2. Pick a defensible cost-cap. If the plan shows estimated cost above
the cap, narrow selection with `--from-chapter`/`--to-chapter`
before running.
3. Pick the final model. Confirm an entry exists in
`src/infospace_bench/model_rates.yaml` (or a workspace override) so
`cost_usd_estimated` lines up with reality. List prices drift —
refresh `captured_at` if older than 90 days.
4. Run one chapter, review per the checklist above, then either
continue chapter-by-chapter or batch via
`--from-chapter`/`--to-chapter`. Resume is whole-run-skip today
(see Risks); avoid relying on it for partial recovery.
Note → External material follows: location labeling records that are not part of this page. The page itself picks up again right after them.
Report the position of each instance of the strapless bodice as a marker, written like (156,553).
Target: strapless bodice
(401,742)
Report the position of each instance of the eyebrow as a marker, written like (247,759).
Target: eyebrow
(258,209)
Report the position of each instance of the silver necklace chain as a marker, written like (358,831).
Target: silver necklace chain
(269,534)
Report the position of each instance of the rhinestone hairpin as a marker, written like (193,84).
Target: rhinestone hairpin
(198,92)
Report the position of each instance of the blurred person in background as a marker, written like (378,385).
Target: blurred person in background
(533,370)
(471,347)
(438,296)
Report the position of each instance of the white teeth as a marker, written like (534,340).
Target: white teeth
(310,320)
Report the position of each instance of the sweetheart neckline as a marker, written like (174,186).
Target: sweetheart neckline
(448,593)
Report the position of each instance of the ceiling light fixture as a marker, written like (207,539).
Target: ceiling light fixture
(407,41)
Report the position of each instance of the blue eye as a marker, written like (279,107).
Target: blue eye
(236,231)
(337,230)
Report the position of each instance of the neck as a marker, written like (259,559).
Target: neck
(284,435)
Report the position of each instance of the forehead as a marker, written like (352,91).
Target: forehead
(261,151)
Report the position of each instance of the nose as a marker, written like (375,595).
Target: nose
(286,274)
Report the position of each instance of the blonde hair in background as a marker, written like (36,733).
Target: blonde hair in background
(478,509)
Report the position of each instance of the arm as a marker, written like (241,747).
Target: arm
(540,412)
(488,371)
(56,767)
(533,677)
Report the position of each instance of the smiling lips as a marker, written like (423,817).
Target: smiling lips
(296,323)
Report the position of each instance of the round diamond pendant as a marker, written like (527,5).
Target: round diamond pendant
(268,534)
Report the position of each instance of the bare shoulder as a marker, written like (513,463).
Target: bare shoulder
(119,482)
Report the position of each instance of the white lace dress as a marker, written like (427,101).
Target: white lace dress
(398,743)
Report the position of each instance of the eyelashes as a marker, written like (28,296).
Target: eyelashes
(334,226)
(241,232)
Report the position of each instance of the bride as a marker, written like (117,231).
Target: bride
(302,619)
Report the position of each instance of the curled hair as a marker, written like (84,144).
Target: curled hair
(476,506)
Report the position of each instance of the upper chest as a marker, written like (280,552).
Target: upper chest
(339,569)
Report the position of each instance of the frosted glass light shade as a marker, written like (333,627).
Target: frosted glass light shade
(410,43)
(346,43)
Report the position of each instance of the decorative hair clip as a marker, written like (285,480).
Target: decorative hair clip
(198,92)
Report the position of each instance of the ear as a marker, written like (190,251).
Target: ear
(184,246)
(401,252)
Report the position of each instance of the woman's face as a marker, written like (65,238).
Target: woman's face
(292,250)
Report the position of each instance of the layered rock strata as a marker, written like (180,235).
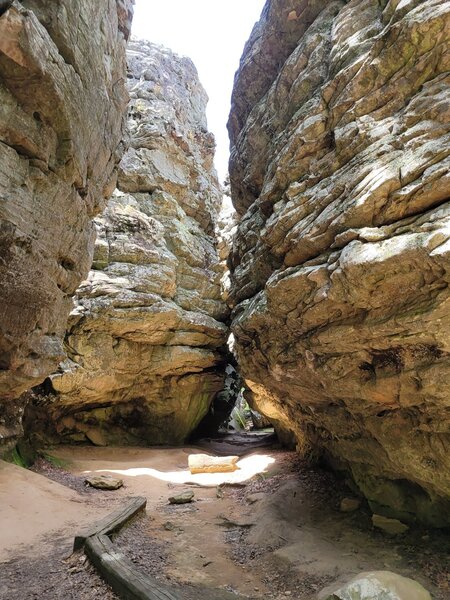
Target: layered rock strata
(340,131)
(63,100)
(144,341)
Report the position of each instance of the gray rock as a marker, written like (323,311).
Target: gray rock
(183,498)
(146,335)
(340,267)
(59,150)
(349,504)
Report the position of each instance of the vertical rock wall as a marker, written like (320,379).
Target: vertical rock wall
(144,341)
(62,102)
(340,131)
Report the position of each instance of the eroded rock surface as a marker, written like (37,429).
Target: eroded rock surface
(144,341)
(340,267)
(61,64)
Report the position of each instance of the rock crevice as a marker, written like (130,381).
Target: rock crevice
(145,339)
(59,151)
(339,269)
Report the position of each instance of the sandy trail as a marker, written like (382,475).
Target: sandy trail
(290,542)
(34,510)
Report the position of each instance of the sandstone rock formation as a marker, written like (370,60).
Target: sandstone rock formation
(144,341)
(340,268)
(61,64)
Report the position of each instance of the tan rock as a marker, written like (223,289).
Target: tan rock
(146,335)
(340,266)
(203,463)
(104,482)
(377,585)
(59,150)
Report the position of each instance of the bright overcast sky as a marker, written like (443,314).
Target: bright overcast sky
(212,33)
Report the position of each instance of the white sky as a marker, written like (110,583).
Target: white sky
(212,33)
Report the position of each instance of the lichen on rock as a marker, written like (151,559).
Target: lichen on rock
(59,150)
(340,267)
(145,338)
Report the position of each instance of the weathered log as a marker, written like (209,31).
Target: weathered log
(112,522)
(125,579)
(202,463)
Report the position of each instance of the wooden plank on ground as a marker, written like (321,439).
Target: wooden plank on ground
(124,578)
(203,463)
(112,522)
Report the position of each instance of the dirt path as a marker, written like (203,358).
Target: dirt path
(291,541)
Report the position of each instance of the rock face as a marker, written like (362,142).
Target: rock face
(340,268)
(378,585)
(59,149)
(144,341)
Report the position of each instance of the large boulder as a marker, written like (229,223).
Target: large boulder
(61,64)
(340,267)
(377,585)
(145,337)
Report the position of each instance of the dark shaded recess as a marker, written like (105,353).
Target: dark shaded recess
(4,5)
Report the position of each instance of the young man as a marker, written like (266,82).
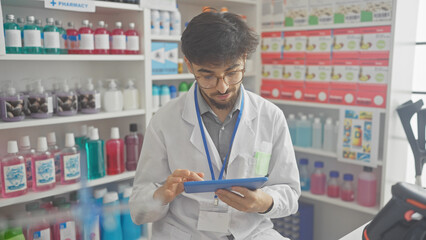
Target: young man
(241,136)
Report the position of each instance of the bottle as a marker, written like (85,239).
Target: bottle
(89,98)
(63,37)
(70,161)
(155,22)
(102,35)
(304,132)
(52,42)
(110,220)
(113,98)
(118,40)
(32,37)
(305,179)
(317,134)
(175,22)
(56,152)
(27,152)
(348,193)
(318,179)
(333,186)
(40,102)
(115,153)
(366,188)
(132,40)
(130,96)
(43,167)
(72,37)
(12,35)
(86,39)
(133,143)
(13,173)
(164,23)
(12,106)
(95,156)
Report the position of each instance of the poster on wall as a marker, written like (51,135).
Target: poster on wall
(358,140)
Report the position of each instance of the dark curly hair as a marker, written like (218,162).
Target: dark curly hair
(217,38)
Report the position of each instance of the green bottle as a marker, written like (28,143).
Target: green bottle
(12,34)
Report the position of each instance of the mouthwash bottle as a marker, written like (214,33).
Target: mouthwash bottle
(12,34)
(52,42)
(32,37)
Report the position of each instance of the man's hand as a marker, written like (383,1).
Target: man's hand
(174,185)
(256,201)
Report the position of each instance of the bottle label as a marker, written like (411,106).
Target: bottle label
(51,40)
(15,178)
(72,166)
(102,41)
(13,38)
(86,41)
(45,172)
(32,38)
(133,43)
(119,42)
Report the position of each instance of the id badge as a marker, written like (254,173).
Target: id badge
(214,218)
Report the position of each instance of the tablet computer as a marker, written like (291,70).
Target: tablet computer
(213,185)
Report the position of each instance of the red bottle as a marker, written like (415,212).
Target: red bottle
(132,40)
(118,40)
(102,39)
(115,153)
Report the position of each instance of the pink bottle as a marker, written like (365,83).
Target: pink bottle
(132,40)
(118,40)
(27,152)
(12,172)
(115,153)
(70,161)
(333,188)
(43,167)
(366,189)
(318,179)
(86,39)
(102,44)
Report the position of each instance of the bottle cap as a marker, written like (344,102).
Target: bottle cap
(69,140)
(110,197)
(12,147)
(115,133)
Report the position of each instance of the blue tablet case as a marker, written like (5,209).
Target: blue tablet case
(212,186)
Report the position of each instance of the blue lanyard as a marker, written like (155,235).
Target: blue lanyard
(203,135)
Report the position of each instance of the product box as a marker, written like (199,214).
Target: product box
(158,58)
(375,42)
(171,56)
(318,44)
(271,45)
(296,12)
(294,44)
(346,43)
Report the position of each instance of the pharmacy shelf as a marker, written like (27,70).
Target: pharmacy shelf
(332,26)
(71,57)
(338,202)
(61,189)
(70,119)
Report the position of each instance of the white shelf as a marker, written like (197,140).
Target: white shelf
(70,119)
(61,189)
(338,202)
(332,26)
(71,57)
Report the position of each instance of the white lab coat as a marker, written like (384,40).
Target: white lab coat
(173,141)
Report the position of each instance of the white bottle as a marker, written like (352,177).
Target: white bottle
(155,22)
(175,22)
(113,98)
(130,96)
(164,23)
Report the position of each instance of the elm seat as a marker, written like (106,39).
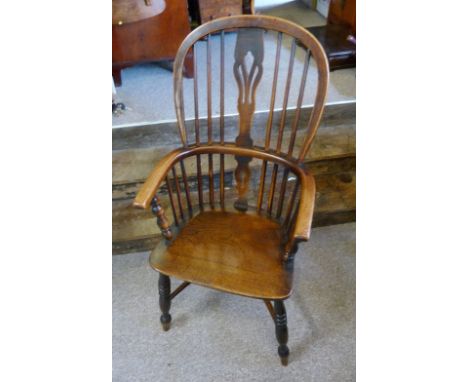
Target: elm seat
(229,251)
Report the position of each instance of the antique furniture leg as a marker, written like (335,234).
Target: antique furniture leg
(165,300)
(281,325)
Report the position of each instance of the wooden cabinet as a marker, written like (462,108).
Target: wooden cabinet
(148,30)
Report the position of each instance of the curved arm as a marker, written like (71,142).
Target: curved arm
(151,185)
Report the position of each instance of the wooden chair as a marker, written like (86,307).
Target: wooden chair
(240,199)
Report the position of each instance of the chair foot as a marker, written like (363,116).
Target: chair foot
(281,326)
(165,301)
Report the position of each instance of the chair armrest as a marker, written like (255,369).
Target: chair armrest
(306,208)
(158,174)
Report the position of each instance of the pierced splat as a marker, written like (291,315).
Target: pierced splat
(249,45)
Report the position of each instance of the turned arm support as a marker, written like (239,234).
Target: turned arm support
(147,192)
(302,224)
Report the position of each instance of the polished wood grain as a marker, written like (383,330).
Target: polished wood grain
(139,36)
(223,250)
(241,249)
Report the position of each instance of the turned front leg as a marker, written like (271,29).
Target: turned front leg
(281,325)
(165,300)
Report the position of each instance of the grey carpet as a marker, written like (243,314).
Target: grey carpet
(221,337)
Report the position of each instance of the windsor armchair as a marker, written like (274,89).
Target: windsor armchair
(240,198)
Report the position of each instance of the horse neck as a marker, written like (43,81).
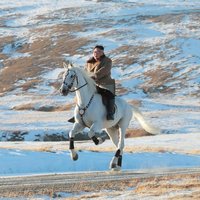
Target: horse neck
(83,94)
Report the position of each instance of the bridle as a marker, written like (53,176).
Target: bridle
(75,77)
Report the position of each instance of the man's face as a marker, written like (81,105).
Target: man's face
(97,53)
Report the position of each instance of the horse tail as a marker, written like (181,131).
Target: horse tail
(145,125)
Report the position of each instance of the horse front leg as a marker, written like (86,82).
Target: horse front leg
(76,129)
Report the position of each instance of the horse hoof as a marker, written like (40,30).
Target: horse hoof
(74,158)
(116,169)
(101,140)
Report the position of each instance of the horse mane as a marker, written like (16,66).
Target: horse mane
(88,79)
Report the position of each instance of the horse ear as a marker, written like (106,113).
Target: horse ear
(70,65)
(65,65)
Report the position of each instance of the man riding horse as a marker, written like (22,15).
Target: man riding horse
(99,68)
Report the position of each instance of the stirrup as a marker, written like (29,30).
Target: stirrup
(110,116)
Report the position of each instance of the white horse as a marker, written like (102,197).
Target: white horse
(90,112)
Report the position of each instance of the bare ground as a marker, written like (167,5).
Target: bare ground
(154,184)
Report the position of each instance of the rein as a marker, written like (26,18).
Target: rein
(70,86)
(82,111)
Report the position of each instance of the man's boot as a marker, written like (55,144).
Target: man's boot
(110,109)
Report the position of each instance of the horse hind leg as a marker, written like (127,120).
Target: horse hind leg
(116,161)
(96,128)
(76,129)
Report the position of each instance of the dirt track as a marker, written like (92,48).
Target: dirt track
(136,184)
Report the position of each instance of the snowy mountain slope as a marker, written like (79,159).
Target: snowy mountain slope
(154,47)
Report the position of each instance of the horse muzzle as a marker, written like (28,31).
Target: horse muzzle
(64,91)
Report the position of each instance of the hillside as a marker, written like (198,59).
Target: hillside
(155,52)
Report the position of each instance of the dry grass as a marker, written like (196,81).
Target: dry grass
(181,186)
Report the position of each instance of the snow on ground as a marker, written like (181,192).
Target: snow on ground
(178,112)
(17,162)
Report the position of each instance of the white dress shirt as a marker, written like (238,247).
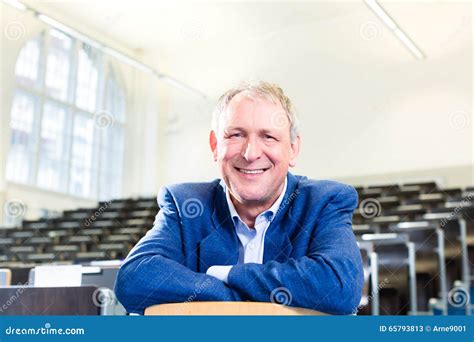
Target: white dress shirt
(252,240)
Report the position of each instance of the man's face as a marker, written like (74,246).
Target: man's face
(253,149)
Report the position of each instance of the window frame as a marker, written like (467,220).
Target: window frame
(39,93)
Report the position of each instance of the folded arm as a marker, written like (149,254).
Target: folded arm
(328,279)
(154,271)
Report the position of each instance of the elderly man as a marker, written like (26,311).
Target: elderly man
(258,234)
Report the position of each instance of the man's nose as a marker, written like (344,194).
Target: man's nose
(251,150)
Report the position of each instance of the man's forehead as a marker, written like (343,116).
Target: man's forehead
(246,101)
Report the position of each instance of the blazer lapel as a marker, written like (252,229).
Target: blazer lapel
(278,245)
(221,246)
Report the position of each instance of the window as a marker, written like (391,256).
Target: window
(67,119)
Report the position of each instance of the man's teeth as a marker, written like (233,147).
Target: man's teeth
(251,171)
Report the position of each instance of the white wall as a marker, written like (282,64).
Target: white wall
(367,107)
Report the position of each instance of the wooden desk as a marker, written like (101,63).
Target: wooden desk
(227,309)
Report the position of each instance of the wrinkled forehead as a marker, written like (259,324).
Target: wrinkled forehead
(254,107)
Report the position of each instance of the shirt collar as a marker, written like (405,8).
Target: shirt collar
(270,212)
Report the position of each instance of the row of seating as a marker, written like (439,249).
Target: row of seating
(415,239)
(417,250)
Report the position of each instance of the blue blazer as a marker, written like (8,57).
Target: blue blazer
(310,260)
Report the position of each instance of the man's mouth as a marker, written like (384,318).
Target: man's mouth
(251,171)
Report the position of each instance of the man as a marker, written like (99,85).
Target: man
(259,234)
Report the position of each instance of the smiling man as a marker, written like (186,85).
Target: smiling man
(259,233)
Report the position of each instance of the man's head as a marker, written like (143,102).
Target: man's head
(255,139)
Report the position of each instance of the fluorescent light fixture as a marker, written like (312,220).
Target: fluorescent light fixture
(178,84)
(408,43)
(16,4)
(67,30)
(105,49)
(127,60)
(396,30)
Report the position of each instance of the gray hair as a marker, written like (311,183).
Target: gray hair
(269,91)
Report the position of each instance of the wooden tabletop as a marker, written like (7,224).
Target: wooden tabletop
(227,308)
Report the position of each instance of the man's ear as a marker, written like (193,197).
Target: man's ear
(294,151)
(213,144)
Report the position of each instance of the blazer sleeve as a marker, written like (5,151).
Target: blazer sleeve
(329,278)
(154,271)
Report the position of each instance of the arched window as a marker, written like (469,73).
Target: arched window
(67,119)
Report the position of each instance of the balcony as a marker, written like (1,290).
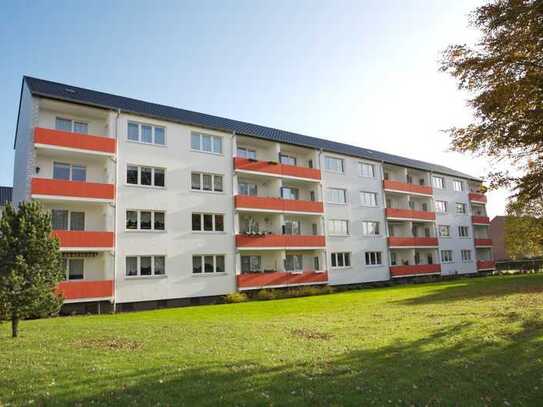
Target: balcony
(412,242)
(397,186)
(486,265)
(86,290)
(409,214)
(253,281)
(85,240)
(47,188)
(276,169)
(280,241)
(258,203)
(63,140)
(414,270)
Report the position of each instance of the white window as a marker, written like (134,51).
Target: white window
(441,206)
(367,170)
(336,196)
(208,264)
(466,256)
(145,266)
(147,176)
(207,222)
(368,198)
(146,133)
(338,227)
(446,256)
(145,220)
(370,228)
(200,181)
(457,185)
(333,164)
(444,230)
(463,231)
(206,143)
(340,259)
(245,152)
(437,182)
(373,258)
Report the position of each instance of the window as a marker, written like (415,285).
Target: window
(206,182)
(148,176)
(146,133)
(460,207)
(341,259)
(145,220)
(373,258)
(333,164)
(463,231)
(370,228)
(145,266)
(69,172)
(441,206)
(336,196)
(444,230)
(457,185)
(338,227)
(437,182)
(368,198)
(446,256)
(367,170)
(208,264)
(207,222)
(71,125)
(206,143)
(244,152)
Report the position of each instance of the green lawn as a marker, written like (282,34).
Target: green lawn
(467,342)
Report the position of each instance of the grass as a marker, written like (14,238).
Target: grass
(466,342)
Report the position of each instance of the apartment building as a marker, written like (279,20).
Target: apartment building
(159,206)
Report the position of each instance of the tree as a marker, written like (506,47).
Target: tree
(503,73)
(30,264)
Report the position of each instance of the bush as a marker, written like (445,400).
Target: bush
(234,298)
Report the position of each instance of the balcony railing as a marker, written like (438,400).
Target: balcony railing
(396,241)
(70,239)
(269,167)
(72,189)
(414,270)
(398,186)
(277,204)
(409,214)
(83,289)
(64,139)
(280,241)
(250,281)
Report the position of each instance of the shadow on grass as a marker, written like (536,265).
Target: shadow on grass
(440,369)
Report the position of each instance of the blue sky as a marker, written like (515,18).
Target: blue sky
(360,72)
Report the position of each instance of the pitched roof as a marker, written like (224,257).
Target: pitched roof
(84,96)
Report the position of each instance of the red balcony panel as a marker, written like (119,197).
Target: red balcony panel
(73,189)
(405,187)
(74,140)
(409,214)
(83,238)
(73,290)
(480,220)
(477,197)
(400,271)
(280,241)
(259,280)
(412,241)
(277,204)
(486,265)
(276,168)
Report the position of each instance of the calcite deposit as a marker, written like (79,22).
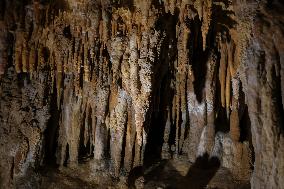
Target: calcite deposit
(98,89)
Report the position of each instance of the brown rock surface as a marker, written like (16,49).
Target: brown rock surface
(93,93)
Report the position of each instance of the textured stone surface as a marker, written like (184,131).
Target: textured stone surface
(108,87)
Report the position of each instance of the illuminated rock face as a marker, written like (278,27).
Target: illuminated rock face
(122,81)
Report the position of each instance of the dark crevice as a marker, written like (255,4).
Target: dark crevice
(51,131)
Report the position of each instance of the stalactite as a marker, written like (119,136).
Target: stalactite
(223,73)
(166,148)
(228,91)
(234,116)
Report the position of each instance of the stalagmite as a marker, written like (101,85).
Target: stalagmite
(112,93)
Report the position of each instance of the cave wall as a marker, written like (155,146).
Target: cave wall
(118,81)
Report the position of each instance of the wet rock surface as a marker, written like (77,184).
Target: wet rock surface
(122,94)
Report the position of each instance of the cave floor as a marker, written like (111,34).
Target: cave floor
(165,174)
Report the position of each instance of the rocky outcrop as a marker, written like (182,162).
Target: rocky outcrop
(120,83)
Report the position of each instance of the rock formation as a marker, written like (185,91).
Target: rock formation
(114,84)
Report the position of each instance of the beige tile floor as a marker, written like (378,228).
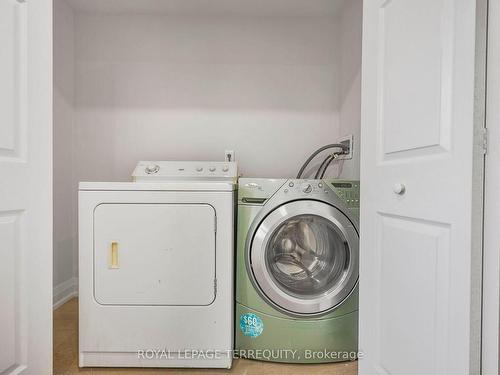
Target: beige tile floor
(66,356)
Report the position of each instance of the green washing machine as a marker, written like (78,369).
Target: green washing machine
(297,270)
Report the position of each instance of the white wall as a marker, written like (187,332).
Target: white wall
(136,87)
(189,87)
(350,21)
(64,183)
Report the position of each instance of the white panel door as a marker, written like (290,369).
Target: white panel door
(417,188)
(25,187)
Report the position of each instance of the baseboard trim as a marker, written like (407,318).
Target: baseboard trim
(64,291)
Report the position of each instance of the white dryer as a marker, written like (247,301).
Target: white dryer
(156,267)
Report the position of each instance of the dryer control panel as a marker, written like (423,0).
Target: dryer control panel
(186,171)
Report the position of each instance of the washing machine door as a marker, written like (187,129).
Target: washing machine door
(304,257)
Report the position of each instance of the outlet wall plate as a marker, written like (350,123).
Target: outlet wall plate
(347,140)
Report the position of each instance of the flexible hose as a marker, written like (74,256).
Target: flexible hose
(334,157)
(315,153)
(323,163)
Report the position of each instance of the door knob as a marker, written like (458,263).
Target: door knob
(399,189)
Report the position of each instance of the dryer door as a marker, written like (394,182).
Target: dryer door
(154,254)
(304,257)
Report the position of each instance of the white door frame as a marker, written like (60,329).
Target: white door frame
(491,256)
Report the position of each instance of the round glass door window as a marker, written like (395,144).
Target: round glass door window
(307,255)
(304,257)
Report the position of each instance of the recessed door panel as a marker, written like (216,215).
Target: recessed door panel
(413,279)
(414,76)
(154,254)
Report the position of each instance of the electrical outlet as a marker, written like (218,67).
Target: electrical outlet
(229,155)
(348,141)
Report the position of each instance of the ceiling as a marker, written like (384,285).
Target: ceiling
(213,7)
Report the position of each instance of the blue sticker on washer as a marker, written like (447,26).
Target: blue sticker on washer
(251,325)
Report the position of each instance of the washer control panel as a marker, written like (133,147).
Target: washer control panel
(185,171)
(347,190)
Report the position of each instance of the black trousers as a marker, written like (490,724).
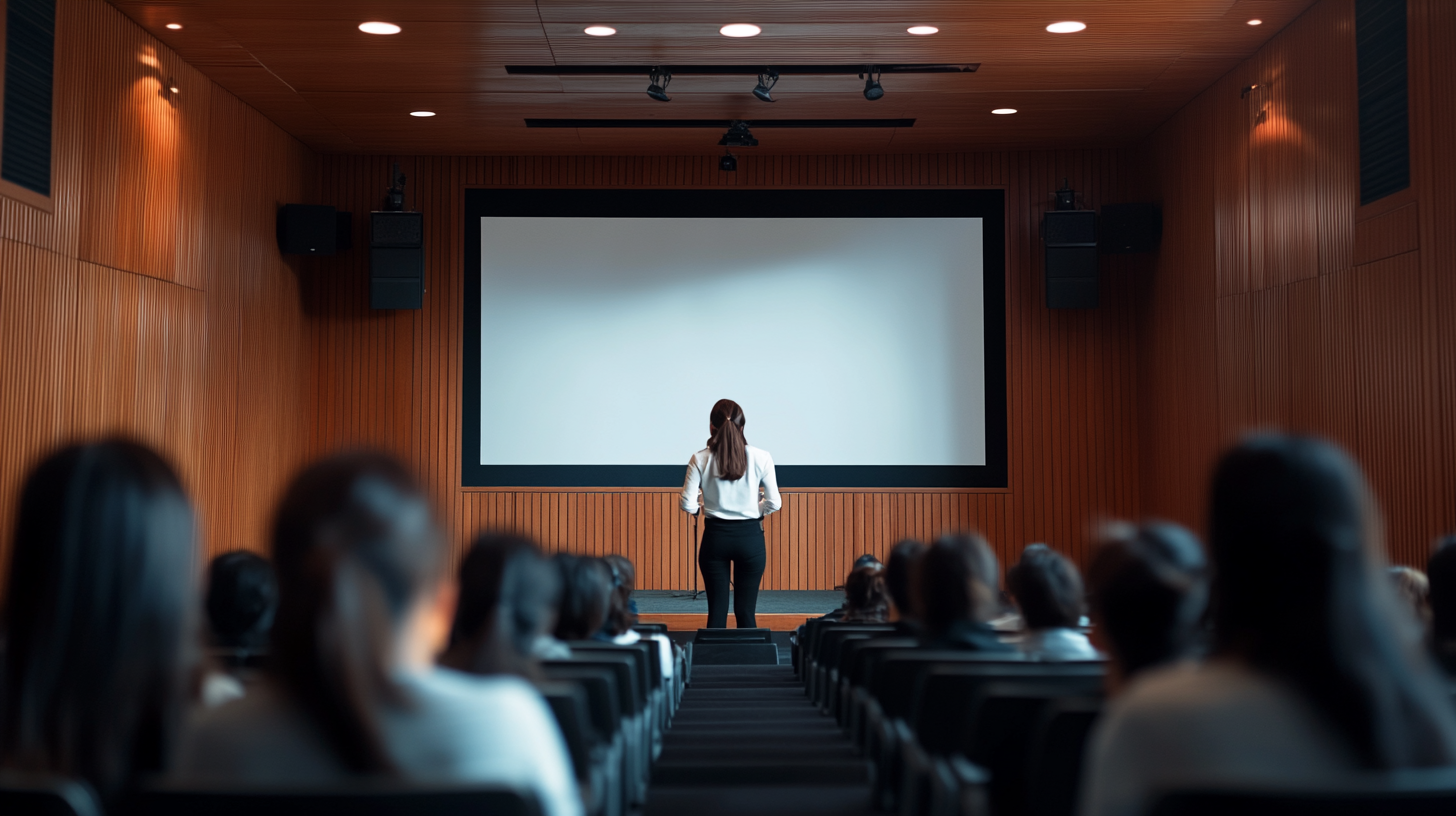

5. After each successful range, archive the infospace with
`infospace-bench archive` so the budget log, the metrics, and the
generated artifacts all land in a single content-addressed package.
## Risks still load-bearing
These do not block a one-chapter run but should be re-checked before a
full-book run:
- **Cross-chunk entity dedupe.** Exact-title upsert works (same entity
title across chunks collapses to one file), but near-duplicate dedup
is still a reviewer responsibility. Plan: only proceed to multi-
chapter once a chapter's entity list has been hand-pruned.
- **Whole-run resume.** `generate resume` skips a completed run; it
does not skip just-completed-chunks. For a real 24-chapter run that
fails midway, the safest recovery today is a new infospace with the
remaining chapter range — not resume on the original.
- **Adaptive routing.** The current single-model run is fine for one
chapter but expensive at full-book scale. The cost-quality routing
layer is parked in `llm-connect` `LLM-WP-0004`; the consumer wiring
is parked in `infospace-bench` `IB-WP-0018`. Either land that work
first or accept the single-model bill.
- **Provider rate drift.** The default rate table in
`src/infospace_bench/model_rates.yaml` captured prices on 2026-05-17.
Refresh before a full-book run if the file is older than 90 days.
## Sign-off
IB-WP-0016 T01T07 are done. The pipeline can plan a chapter, run it
against OpenRouter, write a manifest-backed infospace with provider
metadata, record budget and variance, archive the result, and surface
the review-oriented sections that this checklist depends on. The full
Lefevre book is not yet a committed artifact and should not become one
until at least one chapter has cleared the reviewer checklist above.